Note that the improvement of the IPT ratio does not necessarily result in the improvement of query performance unless there is a balanced load distribution [35]. Therefore, we study the “computational” load balance achieved by the three partitioners. In this respect, although Hermes and the Peng et al. method exploit the existing workload to achieve a balanced load distribution, they perform poorly in WatDiv and DBpedia as all edges of very high-degree vertices are grouped together. This causes a subset of machines to be computationally overloaded by active vertices with a very high degree. On the other hand, WASP splits such vertices (see Sect. 4.3.3). Accordingly, Fig. 7 shows the load imbalance factor ($\phi$) achieved by the partitioning strategies on the three static workloads. As shown, WASP achieves a better load imbalance than the others in all the workloads.

5.2 Query Performance

Table 3 shows the execution time of the six aforementioned static and dynamic query workloads, regarding the three partitioning strategies. Unlike the Peng et al. method which initially mines frequent query patterns from the static workloads, WASP and Hermes use initial hash partitioning that mounts communication on complex queries. This results in better performance of the Peng et al. method compared to Hermes and WASP, regarding WatDiv and LUBM static workloads. However, WASP achieves a lower execution time than Peng et al. regarding DBpedia-SW. This is because of either the low impact of IPT ratio on query performance due to the simple short path queries in DBpedia or the high impact of load imbalance factor on query performance regardless of the complexity of queries. On the other hand, unlike WASP and Hermes, the Peng et al. method does not adapt to changes in frequent query patterns. This incurs high communication costs for the dynamic workloads and results in achieving higher workload execution times in the Peng et al. method compared to the other strategies.
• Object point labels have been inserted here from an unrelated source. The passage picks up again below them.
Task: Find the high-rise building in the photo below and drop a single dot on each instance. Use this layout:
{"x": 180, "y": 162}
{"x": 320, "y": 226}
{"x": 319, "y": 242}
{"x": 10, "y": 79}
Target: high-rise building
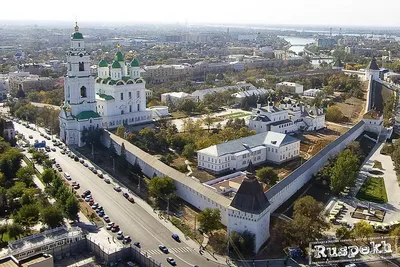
{"x": 79, "y": 109}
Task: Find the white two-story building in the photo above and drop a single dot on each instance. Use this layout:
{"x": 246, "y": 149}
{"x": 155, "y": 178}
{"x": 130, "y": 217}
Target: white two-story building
{"x": 260, "y": 148}
{"x": 286, "y": 118}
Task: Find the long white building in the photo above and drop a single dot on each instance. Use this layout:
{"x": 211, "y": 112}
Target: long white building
{"x": 260, "y": 148}
{"x": 286, "y": 118}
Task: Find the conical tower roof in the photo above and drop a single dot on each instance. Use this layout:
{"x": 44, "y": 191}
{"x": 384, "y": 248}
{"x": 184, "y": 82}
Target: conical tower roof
{"x": 250, "y": 197}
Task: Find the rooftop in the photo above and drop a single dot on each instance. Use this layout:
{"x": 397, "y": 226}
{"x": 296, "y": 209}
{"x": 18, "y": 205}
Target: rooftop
{"x": 238, "y": 145}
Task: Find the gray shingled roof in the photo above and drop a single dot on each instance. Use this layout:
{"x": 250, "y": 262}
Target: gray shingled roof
{"x": 300, "y": 170}
{"x": 250, "y": 197}
{"x": 234, "y": 146}
{"x": 373, "y": 65}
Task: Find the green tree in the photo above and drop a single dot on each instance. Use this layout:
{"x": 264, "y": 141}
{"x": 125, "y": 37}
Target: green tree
{"x": 242, "y": 244}
{"x": 48, "y": 176}
{"x": 345, "y": 171}
{"x": 362, "y": 229}
{"x": 267, "y": 176}
{"x": 121, "y": 131}
{"x": 15, "y": 230}
{"x": 52, "y": 216}
{"x": 72, "y": 208}
{"x": 334, "y": 114}
{"x": 24, "y": 174}
{"x": 162, "y": 187}
{"x": 210, "y": 220}
{"x": 189, "y": 150}
{"x": 343, "y": 233}
{"x": 28, "y": 215}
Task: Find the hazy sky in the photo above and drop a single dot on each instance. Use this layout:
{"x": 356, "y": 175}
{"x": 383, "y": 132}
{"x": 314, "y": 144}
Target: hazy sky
{"x": 292, "y": 12}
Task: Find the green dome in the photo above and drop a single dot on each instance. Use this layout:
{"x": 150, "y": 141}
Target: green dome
{"x": 135, "y": 63}
{"x": 119, "y": 56}
{"x": 116, "y": 65}
{"x": 76, "y": 36}
{"x": 103, "y": 63}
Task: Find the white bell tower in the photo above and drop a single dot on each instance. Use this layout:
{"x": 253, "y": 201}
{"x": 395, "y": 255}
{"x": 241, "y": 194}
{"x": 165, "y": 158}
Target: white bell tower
{"x": 79, "y": 109}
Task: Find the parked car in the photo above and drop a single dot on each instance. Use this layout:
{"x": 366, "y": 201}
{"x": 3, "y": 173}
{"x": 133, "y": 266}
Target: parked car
{"x": 176, "y": 237}
{"x": 117, "y": 188}
{"x": 171, "y": 261}
{"x": 163, "y": 249}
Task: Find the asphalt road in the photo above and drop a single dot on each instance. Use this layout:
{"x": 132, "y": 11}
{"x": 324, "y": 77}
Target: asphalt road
{"x": 133, "y": 219}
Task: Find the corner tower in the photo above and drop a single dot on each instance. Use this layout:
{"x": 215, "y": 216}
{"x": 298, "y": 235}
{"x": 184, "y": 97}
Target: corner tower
{"x": 78, "y": 111}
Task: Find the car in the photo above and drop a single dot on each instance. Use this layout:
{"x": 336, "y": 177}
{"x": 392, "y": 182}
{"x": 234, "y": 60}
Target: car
{"x": 163, "y": 249}
{"x": 109, "y": 225}
{"x": 176, "y": 237}
{"x": 127, "y": 239}
{"x": 171, "y": 261}
{"x": 86, "y": 193}
{"x": 120, "y": 235}
{"x": 117, "y": 188}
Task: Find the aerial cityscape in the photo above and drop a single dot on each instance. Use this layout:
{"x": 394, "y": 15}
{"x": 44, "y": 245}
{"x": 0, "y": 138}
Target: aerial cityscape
{"x": 200, "y": 140}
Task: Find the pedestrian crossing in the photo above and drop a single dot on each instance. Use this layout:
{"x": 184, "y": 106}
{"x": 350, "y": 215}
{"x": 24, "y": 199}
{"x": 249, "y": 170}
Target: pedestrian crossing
{"x": 171, "y": 250}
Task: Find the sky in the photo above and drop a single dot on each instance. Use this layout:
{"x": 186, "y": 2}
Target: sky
{"x": 267, "y": 12}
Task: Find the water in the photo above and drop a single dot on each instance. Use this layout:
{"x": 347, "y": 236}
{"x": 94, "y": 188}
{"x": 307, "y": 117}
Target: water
{"x": 299, "y": 42}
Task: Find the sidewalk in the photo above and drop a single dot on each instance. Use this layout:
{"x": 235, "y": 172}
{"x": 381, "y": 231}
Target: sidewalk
{"x": 98, "y": 235}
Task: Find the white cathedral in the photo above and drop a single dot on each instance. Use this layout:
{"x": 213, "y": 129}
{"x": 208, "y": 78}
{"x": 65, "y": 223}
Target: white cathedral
{"x": 116, "y": 97}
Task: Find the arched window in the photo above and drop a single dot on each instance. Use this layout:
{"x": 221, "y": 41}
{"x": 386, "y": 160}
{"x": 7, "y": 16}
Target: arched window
{"x": 83, "y": 91}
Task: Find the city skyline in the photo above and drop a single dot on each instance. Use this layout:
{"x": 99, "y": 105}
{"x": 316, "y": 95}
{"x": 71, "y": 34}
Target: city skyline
{"x": 302, "y": 13}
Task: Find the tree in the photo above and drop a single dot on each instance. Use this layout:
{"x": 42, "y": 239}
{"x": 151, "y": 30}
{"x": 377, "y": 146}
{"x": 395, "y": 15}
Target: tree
{"x": 24, "y": 174}
{"x": 163, "y": 187}
{"x": 15, "y": 230}
{"x": 121, "y": 131}
{"x": 189, "y": 150}
{"x": 343, "y": 233}
{"x": 362, "y": 229}
{"x": 345, "y": 171}
{"x": 48, "y": 176}
{"x": 188, "y": 106}
{"x": 28, "y": 215}
{"x": 242, "y": 244}
{"x": 334, "y": 114}
{"x": 52, "y": 216}
{"x": 210, "y": 220}
{"x": 267, "y": 176}
{"x": 72, "y": 208}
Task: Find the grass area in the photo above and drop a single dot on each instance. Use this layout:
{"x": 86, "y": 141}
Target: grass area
{"x": 373, "y": 190}
{"x": 377, "y": 165}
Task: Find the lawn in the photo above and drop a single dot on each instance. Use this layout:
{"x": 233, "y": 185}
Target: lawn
{"x": 373, "y": 190}
{"x": 378, "y": 165}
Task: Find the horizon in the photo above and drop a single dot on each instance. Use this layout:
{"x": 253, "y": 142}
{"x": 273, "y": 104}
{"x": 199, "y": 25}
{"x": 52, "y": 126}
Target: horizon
{"x": 295, "y": 13}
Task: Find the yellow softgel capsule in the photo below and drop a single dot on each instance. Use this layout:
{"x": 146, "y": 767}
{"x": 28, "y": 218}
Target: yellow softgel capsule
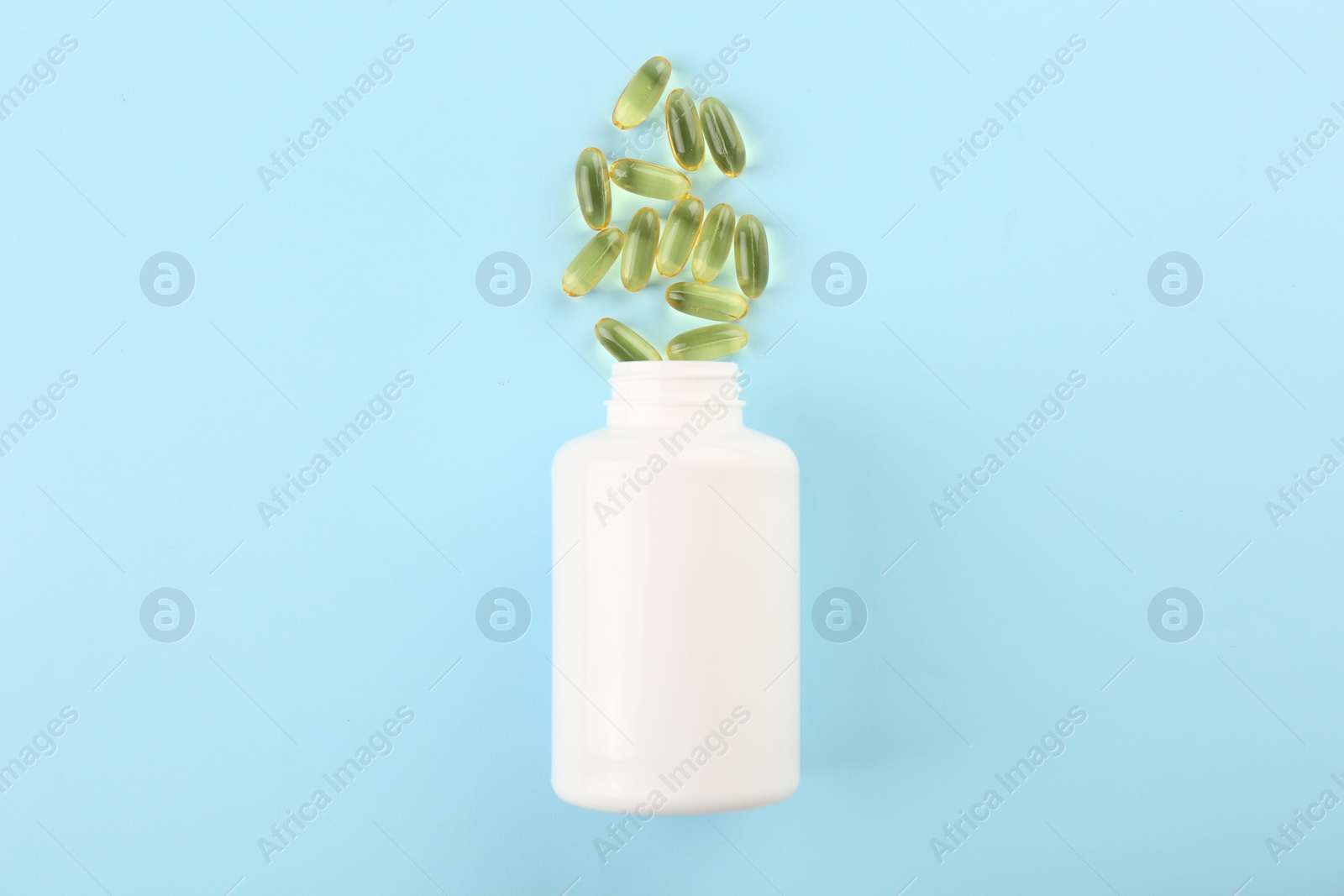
{"x": 722, "y": 136}
{"x": 651, "y": 181}
{"x": 622, "y": 343}
{"x": 685, "y": 136}
{"x": 679, "y": 235}
{"x": 714, "y": 244}
{"x": 710, "y": 302}
{"x": 642, "y": 93}
{"x": 752, "y": 255}
{"x": 642, "y": 244}
{"x": 707, "y": 343}
{"x": 593, "y": 261}
{"x": 595, "y": 188}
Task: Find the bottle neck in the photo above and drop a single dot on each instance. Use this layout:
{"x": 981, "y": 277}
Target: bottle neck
{"x": 703, "y": 394}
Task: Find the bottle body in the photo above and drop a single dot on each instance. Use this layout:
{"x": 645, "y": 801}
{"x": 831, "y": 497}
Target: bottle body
{"x": 675, "y": 625}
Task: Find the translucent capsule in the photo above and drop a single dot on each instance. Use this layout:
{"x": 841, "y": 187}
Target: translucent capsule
{"x": 710, "y": 302}
{"x": 593, "y": 261}
{"x": 712, "y": 248}
{"x": 707, "y": 343}
{"x": 752, "y": 255}
{"x": 622, "y": 343}
{"x": 642, "y": 93}
{"x": 642, "y": 244}
{"x": 721, "y": 134}
{"x": 679, "y": 235}
{"x": 685, "y": 136}
{"x": 593, "y": 187}
{"x": 651, "y": 181}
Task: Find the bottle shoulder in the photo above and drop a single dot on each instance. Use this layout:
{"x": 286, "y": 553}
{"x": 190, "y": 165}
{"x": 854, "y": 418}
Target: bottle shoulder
{"x": 612, "y": 443}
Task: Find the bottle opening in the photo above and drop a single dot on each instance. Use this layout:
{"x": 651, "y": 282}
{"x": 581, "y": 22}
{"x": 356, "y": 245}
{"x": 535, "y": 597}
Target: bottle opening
{"x": 651, "y": 391}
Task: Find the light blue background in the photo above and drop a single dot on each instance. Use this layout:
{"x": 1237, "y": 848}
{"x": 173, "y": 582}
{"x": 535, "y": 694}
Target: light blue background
{"x": 312, "y": 296}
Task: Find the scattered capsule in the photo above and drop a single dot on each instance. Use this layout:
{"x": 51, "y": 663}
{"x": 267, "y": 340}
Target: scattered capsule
{"x": 622, "y": 343}
{"x": 752, "y": 255}
{"x": 642, "y": 244}
{"x": 721, "y": 132}
{"x": 707, "y": 343}
{"x": 593, "y": 187}
{"x": 593, "y": 261}
{"x": 712, "y": 248}
{"x": 685, "y": 136}
{"x": 651, "y": 181}
{"x": 642, "y": 93}
{"x": 710, "y": 302}
{"x": 679, "y": 235}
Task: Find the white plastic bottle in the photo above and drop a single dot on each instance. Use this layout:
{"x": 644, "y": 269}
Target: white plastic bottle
{"x": 675, "y": 680}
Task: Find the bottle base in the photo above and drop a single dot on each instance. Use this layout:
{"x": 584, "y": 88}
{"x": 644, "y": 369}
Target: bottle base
{"x": 675, "y": 804}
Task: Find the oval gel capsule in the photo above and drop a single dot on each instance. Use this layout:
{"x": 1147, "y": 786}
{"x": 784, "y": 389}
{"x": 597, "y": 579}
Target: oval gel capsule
{"x": 622, "y": 343}
{"x": 595, "y": 188}
{"x": 710, "y": 302}
{"x": 714, "y": 244}
{"x": 651, "y": 181}
{"x": 642, "y": 244}
{"x": 679, "y": 235}
{"x": 752, "y": 255}
{"x": 707, "y": 343}
{"x": 685, "y": 136}
{"x": 722, "y": 136}
{"x": 642, "y": 93}
{"x": 593, "y": 261}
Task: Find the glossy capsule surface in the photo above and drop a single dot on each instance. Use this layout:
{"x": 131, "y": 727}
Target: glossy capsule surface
{"x": 651, "y": 181}
{"x": 721, "y": 134}
{"x": 643, "y": 93}
{"x": 714, "y": 244}
{"x": 642, "y": 244}
{"x": 593, "y": 187}
{"x": 752, "y": 255}
{"x": 707, "y": 343}
{"x": 679, "y": 235}
{"x": 710, "y": 302}
{"x": 593, "y": 261}
{"x": 622, "y": 343}
{"x": 685, "y": 136}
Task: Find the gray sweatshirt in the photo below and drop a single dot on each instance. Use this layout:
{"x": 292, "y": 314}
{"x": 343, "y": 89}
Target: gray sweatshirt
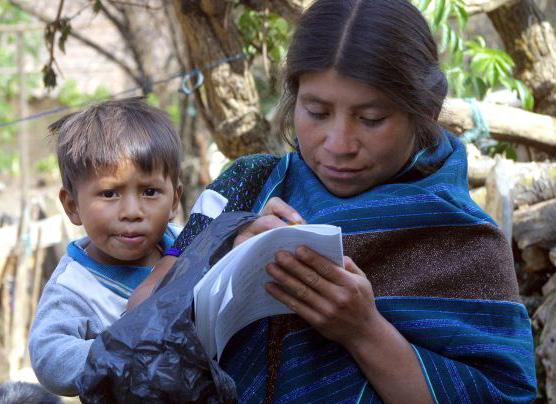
{"x": 78, "y": 303}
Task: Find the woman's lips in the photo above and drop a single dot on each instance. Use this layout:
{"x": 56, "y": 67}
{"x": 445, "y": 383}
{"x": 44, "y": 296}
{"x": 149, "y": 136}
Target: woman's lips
{"x": 340, "y": 172}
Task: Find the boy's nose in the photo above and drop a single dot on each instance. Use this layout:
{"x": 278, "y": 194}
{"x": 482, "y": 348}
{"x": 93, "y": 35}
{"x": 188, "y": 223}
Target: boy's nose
{"x": 340, "y": 139}
{"x": 131, "y": 209}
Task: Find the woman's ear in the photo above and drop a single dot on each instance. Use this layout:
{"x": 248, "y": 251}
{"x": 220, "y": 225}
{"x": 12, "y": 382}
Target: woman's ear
{"x": 70, "y": 206}
{"x": 176, "y": 201}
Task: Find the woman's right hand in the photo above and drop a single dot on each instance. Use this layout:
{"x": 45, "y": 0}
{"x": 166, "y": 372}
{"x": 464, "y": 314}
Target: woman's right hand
{"x": 147, "y": 287}
{"x": 276, "y": 213}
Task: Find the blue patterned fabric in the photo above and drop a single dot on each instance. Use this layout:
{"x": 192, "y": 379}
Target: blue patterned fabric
{"x": 470, "y": 350}
{"x": 440, "y": 199}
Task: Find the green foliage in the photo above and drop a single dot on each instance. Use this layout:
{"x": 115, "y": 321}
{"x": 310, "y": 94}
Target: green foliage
{"x": 472, "y": 68}
{"x": 71, "y": 96}
{"x": 260, "y": 29}
{"x": 9, "y": 88}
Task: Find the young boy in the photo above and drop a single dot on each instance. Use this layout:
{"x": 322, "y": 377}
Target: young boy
{"x": 119, "y": 162}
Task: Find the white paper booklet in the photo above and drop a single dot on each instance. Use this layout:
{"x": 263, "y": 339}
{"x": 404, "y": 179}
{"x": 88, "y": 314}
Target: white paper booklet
{"x": 232, "y": 295}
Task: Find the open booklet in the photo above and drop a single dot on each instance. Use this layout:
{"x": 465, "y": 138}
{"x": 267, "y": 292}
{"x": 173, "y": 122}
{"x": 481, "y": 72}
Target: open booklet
{"x": 231, "y": 295}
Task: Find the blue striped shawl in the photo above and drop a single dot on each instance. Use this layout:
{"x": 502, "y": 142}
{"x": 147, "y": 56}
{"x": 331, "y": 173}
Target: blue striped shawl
{"x": 470, "y": 350}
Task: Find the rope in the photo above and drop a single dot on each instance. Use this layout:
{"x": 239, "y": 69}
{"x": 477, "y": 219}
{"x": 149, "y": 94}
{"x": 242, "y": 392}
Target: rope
{"x": 184, "y": 88}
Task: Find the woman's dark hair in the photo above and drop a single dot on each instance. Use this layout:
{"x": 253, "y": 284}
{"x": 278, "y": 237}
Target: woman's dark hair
{"x": 386, "y": 44}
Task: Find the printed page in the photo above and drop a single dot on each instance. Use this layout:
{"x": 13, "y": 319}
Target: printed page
{"x": 232, "y": 294}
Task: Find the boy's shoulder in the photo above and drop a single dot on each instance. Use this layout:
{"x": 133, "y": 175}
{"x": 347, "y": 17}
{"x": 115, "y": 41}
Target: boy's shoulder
{"x": 73, "y": 282}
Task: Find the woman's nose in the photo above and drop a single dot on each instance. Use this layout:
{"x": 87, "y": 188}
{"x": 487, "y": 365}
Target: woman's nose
{"x": 340, "y": 138}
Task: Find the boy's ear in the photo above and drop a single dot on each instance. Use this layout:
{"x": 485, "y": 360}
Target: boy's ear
{"x": 70, "y": 206}
{"x": 176, "y": 201}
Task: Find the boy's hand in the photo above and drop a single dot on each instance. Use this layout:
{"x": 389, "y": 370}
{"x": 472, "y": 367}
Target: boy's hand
{"x": 146, "y": 288}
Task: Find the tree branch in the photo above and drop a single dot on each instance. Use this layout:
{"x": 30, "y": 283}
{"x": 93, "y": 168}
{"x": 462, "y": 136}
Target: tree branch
{"x": 484, "y": 6}
{"x": 108, "y": 55}
{"x": 290, "y": 10}
{"x": 123, "y": 26}
{"x": 505, "y": 123}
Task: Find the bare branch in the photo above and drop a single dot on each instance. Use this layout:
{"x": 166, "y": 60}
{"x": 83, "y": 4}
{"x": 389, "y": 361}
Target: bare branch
{"x": 484, "y": 6}
{"x": 86, "y": 41}
{"x": 132, "y": 4}
{"x": 123, "y": 26}
{"x": 505, "y": 123}
{"x": 290, "y": 10}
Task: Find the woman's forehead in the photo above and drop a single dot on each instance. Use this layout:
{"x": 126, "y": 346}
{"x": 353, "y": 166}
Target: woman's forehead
{"x": 329, "y": 87}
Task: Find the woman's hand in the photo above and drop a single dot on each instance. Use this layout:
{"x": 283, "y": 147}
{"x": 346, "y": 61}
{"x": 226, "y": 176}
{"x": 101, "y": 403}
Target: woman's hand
{"x": 338, "y": 302}
{"x": 340, "y": 305}
{"x": 146, "y": 288}
{"x": 276, "y": 213}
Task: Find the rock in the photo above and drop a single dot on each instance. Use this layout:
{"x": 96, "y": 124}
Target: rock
{"x": 535, "y": 258}
{"x": 550, "y": 286}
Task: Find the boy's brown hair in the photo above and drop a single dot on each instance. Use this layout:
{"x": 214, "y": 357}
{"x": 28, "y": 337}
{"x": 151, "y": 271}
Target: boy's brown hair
{"x": 103, "y": 135}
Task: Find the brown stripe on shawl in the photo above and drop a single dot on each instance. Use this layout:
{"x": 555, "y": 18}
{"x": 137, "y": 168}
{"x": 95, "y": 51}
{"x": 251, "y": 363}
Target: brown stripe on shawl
{"x": 469, "y": 262}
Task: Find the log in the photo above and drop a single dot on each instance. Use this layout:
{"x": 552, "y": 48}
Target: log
{"x": 534, "y": 225}
{"x": 545, "y": 319}
{"x": 499, "y": 202}
{"x": 531, "y": 182}
{"x": 507, "y": 124}
{"x": 478, "y": 166}
{"x": 535, "y": 259}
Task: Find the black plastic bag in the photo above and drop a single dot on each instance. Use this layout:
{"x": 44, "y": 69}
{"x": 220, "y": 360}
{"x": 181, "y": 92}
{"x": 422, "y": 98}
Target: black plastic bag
{"x": 152, "y": 354}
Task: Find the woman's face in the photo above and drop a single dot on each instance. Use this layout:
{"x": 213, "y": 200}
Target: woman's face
{"x": 350, "y": 134}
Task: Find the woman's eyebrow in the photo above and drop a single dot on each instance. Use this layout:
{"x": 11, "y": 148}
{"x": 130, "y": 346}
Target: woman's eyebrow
{"x": 313, "y": 98}
{"x": 377, "y": 104}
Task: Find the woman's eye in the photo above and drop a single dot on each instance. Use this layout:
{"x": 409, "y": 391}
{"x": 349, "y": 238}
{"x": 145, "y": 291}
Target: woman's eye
{"x": 317, "y": 115}
{"x": 150, "y": 191}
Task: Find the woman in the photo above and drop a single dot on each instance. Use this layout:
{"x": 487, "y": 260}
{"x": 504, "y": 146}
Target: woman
{"x": 427, "y": 308}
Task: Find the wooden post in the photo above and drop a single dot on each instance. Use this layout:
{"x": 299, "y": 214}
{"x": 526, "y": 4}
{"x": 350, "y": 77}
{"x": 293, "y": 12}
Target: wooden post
{"x": 21, "y": 309}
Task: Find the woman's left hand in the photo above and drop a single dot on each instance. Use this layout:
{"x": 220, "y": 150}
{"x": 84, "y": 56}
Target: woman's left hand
{"x": 338, "y": 302}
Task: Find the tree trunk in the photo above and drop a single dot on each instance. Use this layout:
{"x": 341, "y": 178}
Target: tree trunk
{"x": 228, "y": 98}
{"x": 505, "y": 123}
{"x": 529, "y": 38}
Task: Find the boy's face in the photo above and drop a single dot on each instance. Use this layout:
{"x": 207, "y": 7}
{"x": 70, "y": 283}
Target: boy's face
{"x": 124, "y": 213}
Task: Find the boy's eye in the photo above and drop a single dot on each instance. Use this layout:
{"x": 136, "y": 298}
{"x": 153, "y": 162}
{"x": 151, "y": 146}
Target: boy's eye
{"x": 151, "y": 191}
{"x": 317, "y": 115}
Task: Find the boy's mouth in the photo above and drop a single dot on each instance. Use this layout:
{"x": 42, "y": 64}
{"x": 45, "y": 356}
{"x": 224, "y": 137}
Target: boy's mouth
{"x": 131, "y": 237}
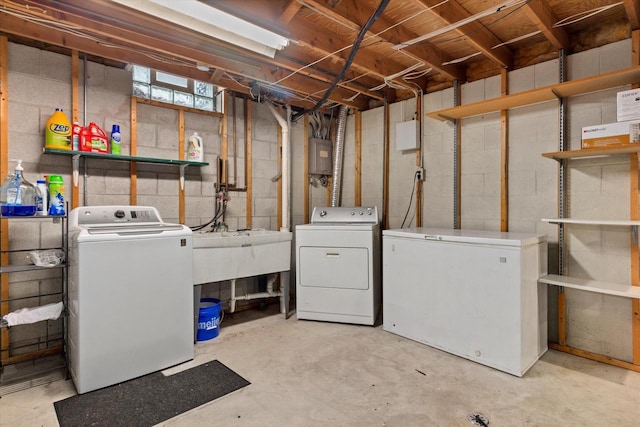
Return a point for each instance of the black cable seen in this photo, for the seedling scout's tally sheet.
(413, 189)
(354, 50)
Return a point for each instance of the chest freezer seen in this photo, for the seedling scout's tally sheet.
(471, 293)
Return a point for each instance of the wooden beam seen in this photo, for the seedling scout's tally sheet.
(594, 356)
(358, 158)
(543, 16)
(248, 132)
(632, 8)
(504, 156)
(474, 32)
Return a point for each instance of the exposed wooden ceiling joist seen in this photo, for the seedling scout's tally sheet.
(454, 40)
(541, 14)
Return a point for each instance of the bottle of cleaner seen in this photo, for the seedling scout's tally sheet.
(21, 196)
(76, 129)
(58, 131)
(99, 140)
(195, 151)
(115, 140)
(56, 195)
(42, 198)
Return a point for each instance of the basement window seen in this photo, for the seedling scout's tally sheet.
(171, 89)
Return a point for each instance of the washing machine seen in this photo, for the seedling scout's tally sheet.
(130, 294)
(338, 265)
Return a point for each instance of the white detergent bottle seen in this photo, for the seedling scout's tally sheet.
(195, 152)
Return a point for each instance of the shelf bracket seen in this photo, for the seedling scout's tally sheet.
(182, 168)
(75, 162)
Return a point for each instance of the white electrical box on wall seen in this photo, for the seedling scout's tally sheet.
(407, 135)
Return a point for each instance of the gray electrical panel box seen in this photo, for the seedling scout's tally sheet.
(319, 156)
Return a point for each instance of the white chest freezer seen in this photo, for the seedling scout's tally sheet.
(471, 293)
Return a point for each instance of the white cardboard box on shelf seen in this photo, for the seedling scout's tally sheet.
(611, 134)
(628, 106)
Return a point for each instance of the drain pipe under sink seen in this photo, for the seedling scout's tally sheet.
(286, 212)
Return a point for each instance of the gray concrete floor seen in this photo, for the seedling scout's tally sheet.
(306, 373)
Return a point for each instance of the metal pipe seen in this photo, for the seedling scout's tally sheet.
(338, 156)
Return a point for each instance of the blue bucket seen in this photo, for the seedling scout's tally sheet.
(209, 319)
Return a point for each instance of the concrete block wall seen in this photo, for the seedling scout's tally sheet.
(40, 81)
(598, 188)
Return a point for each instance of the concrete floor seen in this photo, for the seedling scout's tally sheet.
(306, 373)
Table 3 Workload runtime (s)

Full size table

5.3 Reassignment Threshold Sensitivity Analysis

The reassignment threshold controls the triggering of the vertex reassignment process. Consequently, it influences the edge-cut ratio and the number of vertex reassignments in the system. In this experiment, we conduct an empirical sensitivity analysis to select the reassignment threshold value regarding the aforementioned static workloads. We execute each workload regarding a wide range of possible reassignment threshold values from 1 to 30 as load execution times get almost steady regarding the threshold value 30. The edge-cut ratio, the number of vertex reassignments and the resulting workload execution times are shown in Fig. 8a–c, respectively. As Fig. 8a, b show, there is a contrast between edge-cut ratio and the number of vertex reassignments. This necessitates to make a balance between these factors in order to decrease load execution times. We observe that WatDiv is very sensitive to slight changes in the reassignment threshold because of the complexity of its queries. As the reassignment threshold increases, the reassignment of active vertices is delayed causing more queries to be executed with communication. On the other hand, by decreasing the reassignment threshold, more vertices are reassigned causing more overhead of data/metadata maintenance. As it can be seen, DBpedia is not as sensitive to this range of reassignment thresholds because most of its queries are simple short path queries that are processed with low or no communication. As the both workloads show, either increasing or decreasing the reassignment threshold may impact the efficiency and throughput of query processing. In all our experiments, we use a reassignment threshold of 10; this results in a good balance between the edge-cut ratio and the number of vertex reassignments. We plan to study the autotuning of this parameter in the future.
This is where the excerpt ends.